The Colombo Stock exchange: The achievement in year 2009 and 2010 as the “World’s Best Performing Stock market” trimming up 124% and 96% respectively were groundbreaking moments since its systematic inception in 1984. The winning gap was quite a wide margin as opposed to markets in the United States and other developed economies, and was followed by Bangladesh (+83%), and several Eastern European countries such as Estonia( 73%) , Ukraine (70%) and also South American Markets Peru ( 65%) and Argentina(52%) during 2010.
Albeit impressive performance, Colombo bourse witnessed
continuous net foreign outflow…..
Despite such an achievement, Sri Lankan stocks observed the foreign investors going out of the market that resulted a “Net Foreign Out Flow” approximating to LKR 32bn in 2010 ( 2.86% of the market cap) that was higher than LKR 785mn ( 0.15% of the market cap) reported in 2009 .
Further, the aggregated “Net Foreign Outflow” for the current year 2011 has so far been LKR 16bn which is circa 0.76% of the market capitalization.

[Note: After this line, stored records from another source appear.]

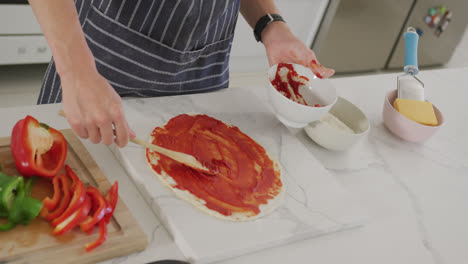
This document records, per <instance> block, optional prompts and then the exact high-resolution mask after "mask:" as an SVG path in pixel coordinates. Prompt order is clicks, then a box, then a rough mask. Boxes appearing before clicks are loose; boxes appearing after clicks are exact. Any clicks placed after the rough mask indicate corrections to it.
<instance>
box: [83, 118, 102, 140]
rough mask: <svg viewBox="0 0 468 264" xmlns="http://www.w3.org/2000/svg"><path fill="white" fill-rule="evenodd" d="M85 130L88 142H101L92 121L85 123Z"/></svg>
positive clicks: (88, 121) (100, 134) (99, 135)
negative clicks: (85, 130) (86, 130)
mask: <svg viewBox="0 0 468 264" xmlns="http://www.w3.org/2000/svg"><path fill="white" fill-rule="evenodd" d="M86 128H87V129H88V134H89V140H90V141H91V142H93V144H97V143H99V142H101V132H100V131H99V127H98V126H97V125H96V124H95V123H94V122H93V121H91V120H90V121H87V123H86Z"/></svg>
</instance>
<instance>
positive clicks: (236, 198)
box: [146, 114, 282, 216]
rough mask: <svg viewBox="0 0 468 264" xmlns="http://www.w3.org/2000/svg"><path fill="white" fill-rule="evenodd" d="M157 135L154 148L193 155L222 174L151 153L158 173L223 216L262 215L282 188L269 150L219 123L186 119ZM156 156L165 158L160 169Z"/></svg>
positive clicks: (210, 208)
mask: <svg viewBox="0 0 468 264" xmlns="http://www.w3.org/2000/svg"><path fill="white" fill-rule="evenodd" d="M151 136H152V138H153V139H154V140H153V142H152V143H153V144H156V145H159V146H162V147H165V148H168V149H171V150H175V151H179V152H183V153H186V154H190V155H192V156H194V157H195V158H196V159H197V160H199V161H200V162H201V163H202V164H203V165H204V166H205V167H207V168H209V169H210V170H212V171H214V172H216V173H215V175H207V174H205V173H203V172H199V171H196V170H193V169H192V168H189V167H187V166H185V165H182V164H180V163H178V162H176V161H174V160H172V159H170V158H168V157H166V156H164V155H162V154H158V153H156V152H152V151H150V150H148V149H147V150H146V157H147V159H148V161H149V163H150V164H151V166H152V168H153V170H154V171H155V172H157V173H158V174H161V173H162V171H164V172H166V173H167V174H168V175H169V176H171V177H172V178H173V179H174V181H175V183H176V184H175V185H174V184H171V185H172V186H173V187H174V188H177V189H180V190H186V191H189V192H190V193H191V194H193V195H195V196H196V197H198V198H200V199H202V200H204V201H205V202H206V204H205V206H206V207H208V208H209V209H212V210H215V211H217V212H219V213H220V214H222V215H225V216H230V215H232V214H233V213H247V215H249V216H252V215H257V214H259V213H260V209H259V206H260V205H262V204H267V203H268V201H269V200H270V199H272V198H274V197H275V196H276V195H278V194H279V192H280V190H281V188H282V183H281V178H280V169H279V167H275V163H274V162H273V161H272V160H271V159H270V158H269V157H268V154H267V152H266V151H265V149H264V148H263V147H262V146H260V145H259V144H258V143H257V142H255V141H254V140H253V139H251V138H250V137H249V136H247V135H246V134H244V133H242V132H241V131H240V130H239V128H237V127H234V126H229V125H226V124H224V123H223V122H221V121H219V120H217V119H215V118H212V117H209V116H207V115H194V116H191V115H186V114H182V115H179V116H176V117H174V118H172V119H171V120H169V122H168V123H167V124H166V125H165V126H163V127H157V128H155V129H154V130H153V132H152V134H151ZM154 155H156V156H157V157H158V158H159V160H158V162H157V165H155V164H154V163H152V162H151V157H154Z"/></svg>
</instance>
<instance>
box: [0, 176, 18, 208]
mask: <svg viewBox="0 0 468 264" xmlns="http://www.w3.org/2000/svg"><path fill="white" fill-rule="evenodd" d="M22 184H23V177H12V176H8V175H6V174H3V173H1V172H0V217H7V216H8V212H9V211H10V209H11V207H12V206H13V202H14V201H15V198H16V196H17V191H18V188H19V187H20V185H22Z"/></svg>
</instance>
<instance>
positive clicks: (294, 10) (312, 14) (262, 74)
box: [0, 0, 468, 107]
mask: <svg viewBox="0 0 468 264" xmlns="http://www.w3.org/2000/svg"><path fill="white" fill-rule="evenodd" d="M277 2H278V5H279V6H280V8H281V10H282V13H283V14H284V16H285V18H286V20H287V21H288V23H289V25H290V26H291V27H292V29H293V31H294V32H295V34H296V35H298V36H299V38H301V39H302V40H303V41H304V42H306V43H311V42H312V40H313V36H314V34H315V31H316V29H317V26H318V23H319V21H320V16H321V14H322V13H323V11H324V9H325V7H326V4H327V1H326V0H277ZM0 9H1V6H0ZM0 48H1V46H0ZM317 55H318V57H319V59H320V54H317ZM330 66H331V67H333V65H330ZM267 67H268V66H267V60H266V57H265V52H264V49H263V46H262V45H261V44H259V43H257V42H256V41H255V39H254V37H253V34H252V31H251V29H250V27H249V26H248V25H247V23H246V22H245V20H244V19H243V18H242V17H240V18H239V22H238V25H237V28H236V37H235V42H234V44H233V49H232V54H231V81H230V86H231V87H236V86H237V87H238V86H260V87H261V86H263V85H264V83H265V71H266V69H267ZM444 67H448V68H455V67H468V30H467V31H465V34H464V37H463V39H462V41H461V42H460V43H459V45H458V47H457V48H456V49H455V52H454V54H453V56H452V59H451V60H450V61H449V62H448V63H447V64H446V65H444ZM45 70H46V65H44V64H40V65H15V66H0V107H11V106H16V105H28V104H35V103H36V99H37V96H38V94H39V89H40V85H41V83H42V78H43V74H44V72H45ZM334 78H339V76H335V77H334Z"/></svg>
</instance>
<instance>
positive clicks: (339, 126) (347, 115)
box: [304, 97, 370, 151]
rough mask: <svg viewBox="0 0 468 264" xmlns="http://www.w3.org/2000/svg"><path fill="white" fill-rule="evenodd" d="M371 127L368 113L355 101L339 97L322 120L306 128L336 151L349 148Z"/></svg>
mask: <svg viewBox="0 0 468 264" xmlns="http://www.w3.org/2000/svg"><path fill="white" fill-rule="evenodd" d="M369 129H370V123H369V120H368V119H367V117H366V115H365V114H364V113H363V112H362V111H361V110H360V109H359V108H358V107H357V106H356V105H354V104H353V103H351V102H349V101H348V100H346V99H344V98H342V97H338V100H337V102H336V104H335V105H334V106H333V107H332V108H331V109H330V112H328V113H327V114H326V115H324V116H323V117H322V118H321V119H320V120H317V121H314V122H311V123H310V124H309V125H308V126H306V127H305V128H304V130H305V132H306V133H307V135H308V136H309V137H310V138H311V139H312V140H314V141H315V142H316V143H317V144H318V145H320V146H322V147H324V148H326V149H330V150H336V151H343V150H346V149H349V148H350V147H351V146H353V145H354V144H356V143H357V142H359V141H360V140H361V139H362V138H363V137H364V136H365V135H366V134H367V133H368V132H369Z"/></svg>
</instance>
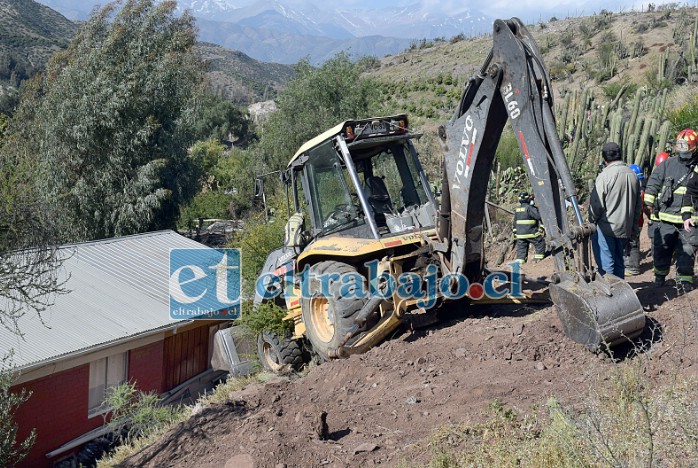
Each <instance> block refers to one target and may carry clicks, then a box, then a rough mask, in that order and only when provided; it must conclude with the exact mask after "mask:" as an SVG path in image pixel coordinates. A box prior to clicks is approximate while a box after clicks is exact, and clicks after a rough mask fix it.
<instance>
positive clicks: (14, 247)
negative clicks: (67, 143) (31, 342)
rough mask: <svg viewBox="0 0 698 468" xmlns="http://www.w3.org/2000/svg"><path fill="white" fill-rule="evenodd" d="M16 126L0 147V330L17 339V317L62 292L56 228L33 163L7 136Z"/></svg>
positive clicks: (59, 259) (51, 301)
mask: <svg viewBox="0 0 698 468" xmlns="http://www.w3.org/2000/svg"><path fill="white" fill-rule="evenodd" d="M21 125H22V124H21V121H19V120H18V119H16V118H14V119H11V120H10V121H9V124H8V128H7V130H6V134H5V144H4V145H3V146H2V147H0V200H2V202H0V284H2V285H3V287H0V326H4V327H5V328H7V329H8V330H10V331H11V332H13V333H15V334H17V335H21V334H22V333H21V330H20V329H19V320H20V318H22V317H23V316H24V315H26V314H27V313H28V312H29V311H32V312H36V313H38V314H41V312H43V311H44V310H45V309H46V307H47V306H48V305H50V304H51V303H52V301H53V299H54V295H55V294H59V293H62V292H65V291H64V290H63V289H62V280H59V279H58V276H57V272H58V269H59V267H60V266H61V264H62V258H61V257H60V255H59V254H58V251H57V249H56V247H55V245H56V243H57V237H58V231H57V227H56V224H55V222H54V219H53V214H52V212H51V209H50V206H48V204H47V202H46V201H45V200H44V199H43V197H42V195H41V193H40V192H39V190H38V187H37V185H38V184H37V179H38V178H39V177H40V174H39V171H38V170H37V168H38V163H37V161H36V159H35V157H33V156H32V155H28V154H26V153H24V152H23V151H22V150H21V148H18V147H17V145H16V141H15V139H14V138H13V137H12V134H13V132H14V131H15V128H16V127H17V126H21Z"/></svg>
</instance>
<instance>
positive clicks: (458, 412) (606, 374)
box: [118, 232, 698, 468]
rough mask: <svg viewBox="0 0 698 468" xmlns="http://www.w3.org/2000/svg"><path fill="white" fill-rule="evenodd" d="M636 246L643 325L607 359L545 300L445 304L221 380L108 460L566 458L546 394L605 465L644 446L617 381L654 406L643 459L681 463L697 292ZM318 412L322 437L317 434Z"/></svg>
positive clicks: (689, 419)
mask: <svg viewBox="0 0 698 468" xmlns="http://www.w3.org/2000/svg"><path fill="white" fill-rule="evenodd" d="M642 252H643V258H644V260H643V262H642V271H643V273H642V274H641V275H640V276H637V277H633V278H631V279H630V280H629V282H630V284H631V286H633V288H634V289H635V290H636V291H637V294H638V297H639V299H640V301H641V302H642V304H643V306H644V307H645V311H646V315H647V317H648V325H647V327H646V329H645V333H644V334H643V335H642V336H641V337H640V338H639V339H637V340H635V342H634V346H627V345H625V346H620V347H618V348H616V350H615V358H611V357H610V356H609V355H607V354H604V353H601V354H599V355H595V354H593V353H591V352H589V351H588V350H587V349H586V348H584V346H582V345H579V344H576V343H574V342H572V341H571V340H570V339H569V338H567V337H566V336H564V334H563V332H562V325H561V323H560V321H559V319H558V317H557V314H556V312H555V308H554V307H553V306H551V305H547V306H546V305H543V306H541V305H535V304H520V305H510V306H501V305H500V306H487V305H485V306H483V305H465V304H463V303H454V304H452V305H451V306H449V307H448V308H447V309H446V310H445V311H444V312H445V314H444V315H445V320H444V321H443V322H442V323H440V324H438V325H436V326H432V327H431V328H430V329H422V330H411V329H407V328H406V329H405V330H403V331H402V332H401V333H399V334H396V336H394V337H393V338H392V339H390V340H388V341H386V342H385V343H383V344H382V345H380V346H379V347H376V348H374V349H372V350H370V351H369V352H367V353H366V354H363V355H354V356H351V357H350V358H349V359H346V360H338V361H332V362H328V363H324V364H321V365H320V366H317V367H312V368H311V369H310V370H309V371H308V372H307V374H305V375H303V376H300V377H298V376H292V377H291V378H290V379H289V377H288V376H286V377H281V378H276V379H273V380H272V381H271V382H269V383H266V384H256V385H250V386H248V387H247V388H246V389H244V390H242V391H237V390H233V391H230V392H229V393H228V394H224V395H223V399H224V400H225V403H219V404H213V405H210V406H207V407H205V408H203V409H199V410H198V411H194V414H193V415H192V417H191V418H190V419H188V420H186V421H184V422H183V423H180V424H178V425H177V426H175V427H174V428H173V429H172V430H170V431H168V432H167V433H166V434H164V435H163V436H162V437H160V438H159V440H158V441H157V442H156V443H155V444H153V445H151V446H148V447H145V448H142V450H140V451H139V452H138V453H135V454H133V455H132V456H131V457H129V458H127V459H126V460H125V461H124V462H122V463H120V464H119V465H118V466H123V467H141V466H147V467H158V466H206V467H214V466H223V465H225V466H231V467H232V466H250V467H251V466H255V467H265V468H266V467H269V468H274V467H280V466H288V467H295V466H313V467H315V466H332V467H355V466H356V467H358V466H374V465H376V464H380V465H381V466H397V467H402V468H407V467H423V466H443V467H456V466H541V465H539V464H536V462H535V459H534V458H533V457H534V456H538V461H540V460H542V459H544V458H543V457H544V455H545V454H546V453H547V454H551V455H553V456H552V459H549V460H548V462H549V464H548V465H543V466H550V467H553V466H565V463H563V462H562V460H564V459H562V458H555V455H557V456H558V457H561V456H562V455H563V453H562V452H563V451H564V449H565V448H567V449H572V448H573V447H566V445H567V444H570V442H569V441H567V440H566V439H565V436H567V435H568V433H567V431H570V432H571V431H573V430H574V429H573V428H570V427H569V426H565V425H564V424H558V426H553V427H551V429H552V430H554V431H556V432H554V433H553V434H547V435H546V433H545V432H544V430H543V429H542V428H544V427H546V426H545V424H546V423H547V421H548V417H549V416H548V415H549V414H550V415H551V417H552V415H554V414H555V413H554V412H553V411H552V408H554V403H551V402H556V401H559V402H560V404H561V405H562V407H561V408H562V409H561V411H563V415H564V416H563V417H564V418H566V419H565V420H566V421H571V422H572V424H574V423H577V424H580V426H582V427H583V424H582V421H586V420H585V419H584V417H585V416H582V415H583V414H586V415H588V417H589V418H590V421H591V422H592V423H593V424H596V425H597V427H596V428H589V430H590V432H589V433H588V434H587V433H584V432H583V431H584V429H581V431H582V433H584V434H585V436H588V437H589V440H588V442H589V443H590V445H591V446H592V447H593V448H594V449H597V450H598V452H594V451H593V450H589V451H588V452H585V453H583V454H582V456H583V457H584V459H578V460H576V461H577V463H578V465H574V466H609V463H608V460H607V459H606V460H604V459H603V458H602V454H604V453H605V452H604V451H603V450H604V449H603V448H602V444H607V445H608V446H609V451H610V450H613V451H614V452H612V453H614V454H615V455H616V456H617V457H618V458H617V459H616V462H617V463H616V464H615V465H617V466H644V464H642V463H639V461H638V460H642V459H643V457H646V456H647V454H646V453H644V452H640V451H638V452H633V450H635V449H636V447H635V446H633V445H632V443H633V442H634V441H635V442H636V439H634V437H638V433H639V432H641V431H644V430H646V427H645V426H644V424H646V423H645V422H644V421H645V420H643V419H640V418H638V419H634V420H632V422H633V424H631V423H630V421H628V420H627V419H624V418H628V414H627V413H624V409H623V408H624V406H623V401H622V398H621V397H616V396H615V394H614V393H612V392H613V391H614V390H613V389H615V388H618V389H620V388H623V389H625V390H624V391H626V392H640V391H647V392H648V394H650V395H651V397H650V398H651V399H652V400H653V401H654V399H656V401H657V404H658V405H661V404H664V405H665V406H663V407H661V406H660V407H659V408H655V407H654V406H652V407H650V414H649V416H648V417H649V418H651V424H652V428H653V432H654V434H653V437H654V439H653V440H654V443H655V448H654V450H653V452H652V455H653V456H654V458H653V461H654V462H655V463H656V464H657V466H683V465H685V462H686V461H687V460H689V459H691V458H693V459H695V452H691V450H693V448H694V447H695V446H694V445H691V443H686V442H687V441H686V438H684V437H683V436H682V435H680V434H678V433H677V432H674V431H675V430H685V431H687V436H688V437H691V436H690V434H695V432H692V431H694V430H695V425H694V424H693V425H691V426H690V427H689V426H681V424H683V423H685V421H686V420H684V419H683V418H684V417H686V418H688V421H695V413H692V412H691V411H694V410H695V402H694V401H693V398H694V397H695V396H694V391H693V390H689V392H688V393H681V390H680V384H676V382H683V381H684V379H689V381H690V379H692V378H693V379H694V378H696V376H697V374H696V372H697V369H698V366H696V364H697V363H698V361H697V360H696V358H697V357H698V334H697V332H696V327H695V324H696V320H698V308H696V307H695V304H696V301H697V300H698V291H693V292H691V293H690V294H688V295H687V296H679V297H677V295H676V290H675V288H673V287H672V286H667V287H664V288H660V289H656V288H652V287H651V286H650V285H651V282H652V269H651V268H652V267H651V258H648V257H649V240H648V238H647V233H646V232H643V233H642ZM553 269H554V267H553V263H552V259H550V258H548V259H546V260H544V261H543V262H541V263H539V264H526V265H524V272H525V273H526V276H527V277H531V278H534V277H544V276H547V275H549V274H550V273H551V272H552V271H553ZM672 283H673V282H672ZM528 288H531V289H532V290H536V289H538V288H540V286H539V285H538V286H537V285H535V284H530V283H529V284H527V285H526V286H525V289H528ZM624 379H627V380H624ZM635 379H639V380H635ZM672 385H675V386H672ZM626 386H627V387H626ZM639 387H642V389H640V388H639ZM626 388H627V389H626ZM669 388H671V389H672V390H669ZM693 388H694V387H693ZM660 391H667V392H671V391H674V393H669V395H671V400H669V402H668V403H660V402H659V400H660V398H661V396H660V395H661V394H662V393H660ZM650 392H651V393H650ZM610 395H614V396H610ZM626 395H627V393H626ZM685 396H687V397H688V398H689V401H690V402H689V403H688V406H683V405H684V404H685V403H684V402H683V401H682V400H681V398H683V397H685ZM616 398H617V400H616ZM643 401H644V400H643ZM633 403H635V402H633ZM546 404H547V405H548V406H546ZM653 409H656V411H652V410H653ZM548 411H550V413H548ZM322 412H326V413H327V417H326V422H327V429H326V436H325V437H324V438H323V437H322V436H319V435H318V434H319V432H320V429H319V427H321V426H319V423H318V421H319V418H320V414H321V413H322ZM634 424H637V426H638V427H637V428H636V427H635V426H634ZM677 426H678V427H681V429H678V427H677ZM515 428H519V429H518V430H519V431H521V432H518V431H517V430H515ZM596 430H598V431H599V432H598V433H597V432H596ZM546 437H548V438H547V439H546ZM536 441H541V445H542V446H536V445H533V444H535V443H536ZM546 442H548V443H551V442H552V444H553V445H552V447H551V446H550V445H547V446H546V445H545V443H546ZM488 443H490V444H491V446H488ZM526 443H528V444H529V445H525V444H526ZM555 443H557V445H555ZM594 443H596V444H598V445H596V446H594ZM519 444H522V445H523V448H522V446H521V445H519ZM537 447H538V448H537ZM627 447H630V448H629V450H630V453H629V454H628V458H630V459H631V460H632V459H634V460H635V461H636V462H637V463H632V462H631V463H629V464H625V463H623V462H622V461H621V460H627V459H626V458H623V457H624V455H625V454H624V453H623V452H622V450H623V448H627ZM517 450H518V451H519V452H518V453H517V452H516V451H517ZM525 450H528V452H526V451H525ZM556 450H557V451H558V452H557V453H556ZM522 451H523V452H524V455H523V456H522V453H521V452H522ZM473 452H474V454H473ZM480 452H482V458H479V459H478V458H477V456H478V454H479V453H480ZM467 453H469V454H470V455H469V458H466V455H465V454H467ZM652 455H650V456H652ZM633 457H636V458H633ZM689 457H690V458H689ZM584 460H586V462H587V463H586V464H585V463H584ZM594 460H595V461H596V463H590V461H594ZM497 461H499V463H497Z"/></svg>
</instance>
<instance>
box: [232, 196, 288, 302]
mask: <svg viewBox="0 0 698 468" xmlns="http://www.w3.org/2000/svg"><path fill="white" fill-rule="evenodd" d="M270 205H271V206H272V207H273V208H272V210H273V211H274V212H275V213H276V214H277V215H278V216H273V217H272V218H271V219H269V220H268V221H267V220H266V219H265V216H264V214H263V213H260V214H258V215H256V216H254V217H252V218H251V219H249V220H248V221H247V222H246V224H245V229H244V230H243V231H242V232H241V233H240V237H239V238H238V239H236V240H235V242H234V245H235V247H238V248H239V249H240V253H241V255H242V282H243V286H242V289H243V293H244V294H246V295H247V296H248V297H250V296H252V295H253V294H254V286H255V282H256V281H257V276H258V275H259V272H260V271H261V270H262V267H264V262H265V261H266V259H267V256H268V255H269V253H270V252H271V251H272V250H275V249H278V248H279V247H281V246H282V245H283V237H284V226H285V225H286V218H285V216H281V214H282V213H283V214H285V213H286V207H285V206H283V207H282V202H281V197H277V198H276V199H275V200H271V202H270Z"/></svg>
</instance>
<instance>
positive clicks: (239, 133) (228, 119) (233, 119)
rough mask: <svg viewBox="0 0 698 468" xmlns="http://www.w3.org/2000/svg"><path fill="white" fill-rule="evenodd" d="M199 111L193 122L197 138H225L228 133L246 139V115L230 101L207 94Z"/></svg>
mask: <svg viewBox="0 0 698 468" xmlns="http://www.w3.org/2000/svg"><path fill="white" fill-rule="evenodd" d="M200 107H201V112H200V114H199V118H198V119H197V120H196V122H194V132H195V134H196V136H197V137H198V138H201V139H210V138H214V139H216V140H226V139H228V138H229V136H230V135H233V136H234V137H236V138H238V139H246V138H247V137H248V135H249V132H250V123H249V120H248V119H247V116H246V115H245V114H244V113H243V112H242V111H241V110H240V109H239V108H238V107H236V106H235V105H234V104H233V103H232V102H230V101H226V100H225V99H222V98H220V97H217V96H214V95H211V94H207V95H205V96H204V98H203V99H202V102H201V103H200Z"/></svg>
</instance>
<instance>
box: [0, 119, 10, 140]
mask: <svg viewBox="0 0 698 468" xmlns="http://www.w3.org/2000/svg"><path fill="white" fill-rule="evenodd" d="M9 120H10V118H9V117H8V116H6V115H5V114H3V113H2V112H0V148H2V145H4V144H5V131H6V130H7V123H8V122H9Z"/></svg>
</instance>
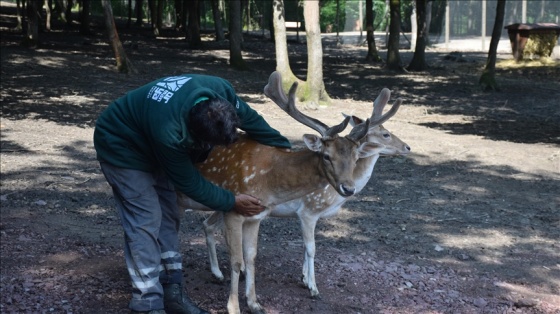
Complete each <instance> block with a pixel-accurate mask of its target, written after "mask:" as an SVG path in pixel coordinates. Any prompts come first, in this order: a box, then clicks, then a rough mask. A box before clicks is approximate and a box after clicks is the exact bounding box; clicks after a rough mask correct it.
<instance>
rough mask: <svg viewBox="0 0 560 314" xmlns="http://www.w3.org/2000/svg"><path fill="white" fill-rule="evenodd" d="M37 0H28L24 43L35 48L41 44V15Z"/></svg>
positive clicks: (31, 46) (27, 46)
mask: <svg viewBox="0 0 560 314" xmlns="http://www.w3.org/2000/svg"><path fill="white" fill-rule="evenodd" d="M37 2H38V1H37V0H27V5H26V15H27V24H26V25H27V27H26V29H25V39H24V40H23V44H24V45H25V46H27V47H31V48H35V47H37V45H38V44H39V16H38V15H37V9H38V3H37Z"/></svg>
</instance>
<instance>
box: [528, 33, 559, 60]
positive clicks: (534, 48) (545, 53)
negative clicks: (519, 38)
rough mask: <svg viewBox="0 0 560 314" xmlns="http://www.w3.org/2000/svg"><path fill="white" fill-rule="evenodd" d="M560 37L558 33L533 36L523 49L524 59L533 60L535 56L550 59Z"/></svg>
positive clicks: (528, 40)
mask: <svg viewBox="0 0 560 314" xmlns="http://www.w3.org/2000/svg"><path fill="white" fill-rule="evenodd" d="M557 39H558V35H556V32H551V33H541V34H531V35H529V39H528V40H527V44H525V48H524V49H523V58H528V59H533V58H534V57H535V56H537V57H538V58H543V57H550V55H551V54H552V50H553V49H554V46H556V41H557Z"/></svg>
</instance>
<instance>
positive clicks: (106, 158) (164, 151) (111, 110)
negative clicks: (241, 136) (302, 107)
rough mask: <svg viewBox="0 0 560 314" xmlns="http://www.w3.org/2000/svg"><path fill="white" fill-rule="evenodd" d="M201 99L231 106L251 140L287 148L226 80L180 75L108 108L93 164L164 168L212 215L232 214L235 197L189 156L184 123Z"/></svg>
mask: <svg viewBox="0 0 560 314" xmlns="http://www.w3.org/2000/svg"><path fill="white" fill-rule="evenodd" d="M204 97H207V98H213V97H221V98H223V99H225V100H227V101H229V102H230V103H231V104H232V105H234V106H235V108H236V109H237V115H238V116H239V118H240V120H241V124H240V128H241V129H242V130H244V131H245V132H246V133H247V134H248V135H249V136H250V137H251V138H253V139H255V140H257V141H259V142H260V143H262V144H266V145H271V146H277V147H287V148H289V147H290V142H289V141H288V139H286V138H285V137H284V136H282V135H281V134H280V133H279V132H278V131H276V130H275V129H273V128H271V127H270V125H269V124H268V123H267V122H266V121H265V120H264V119H263V118H262V117H261V116H260V115H259V114H258V113H257V112H256V111H255V110H253V109H251V108H250V107H249V105H247V104H246V103H245V102H244V101H242V100H241V99H240V98H239V97H238V96H237V95H236V94H235V91H234V89H233V87H232V86H231V84H230V83H229V82H228V81H226V80H224V79H221V78H218V77H214V76H207V75H196V74H183V75H179V76H172V77H166V78H162V79H159V80H156V81H154V82H151V83H149V84H147V85H144V86H142V87H140V88H138V89H136V90H133V91H130V92H128V93H127V94H126V95H124V96H123V97H121V98H119V99H117V100H116V101H114V102H113V103H111V104H110V105H109V106H108V107H107V109H105V111H103V112H102V113H101V115H100V116H99V118H98V120H97V122H96V126H95V132H94V139H93V141H94V145H95V150H96V151H97V159H98V160H99V161H100V162H107V163H109V164H111V165H113V166H115V167H120V168H126V169H135V170H140V171H146V172H151V171H154V170H156V169H163V170H164V171H165V172H166V174H167V175H168V177H169V178H170V179H171V181H172V182H173V184H174V185H175V187H176V188H177V190H179V191H180V192H182V193H184V194H185V195H187V196H189V197H190V198H192V199H193V200H195V201H197V202H199V203H202V204H204V205H206V206H208V207H210V208H212V209H214V210H218V211H229V210H231V209H232V208H233V206H234V203H235V196H234V195H233V193H232V192H230V191H227V190H224V189H222V188H220V187H218V186H216V185H214V184H212V183H210V182H209V181H207V180H206V179H205V178H204V177H202V175H201V174H200V173H199V172H198V170H197V169H196V168H195V166H194V165H193V162H192V161H191V159H190V157H189V153H190V152H191V151H192V150H195V149H197V148H198V147H197V143H195V142H194V140H193V138H192V137H191V135H190V134H189V132H188V128H187V125H186V123H187V121H188V115H189V112H190V109H191V108H192V107H193V106H194V105H195V103H196V101H197V100H200V99H201V98H204Z"/></svg>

This could be due to realization of profits, which earlier was not the “Right time to do so”, owing to the ethnic unrest prevailed, eventually scaled down the Local economy, whereby organizations suffered negatives in their performances.
Meanwhile it should also be noted that, recessionary condition in most of the large economies such as the United States, European region and the Middle- East further supported this jaded sentiments.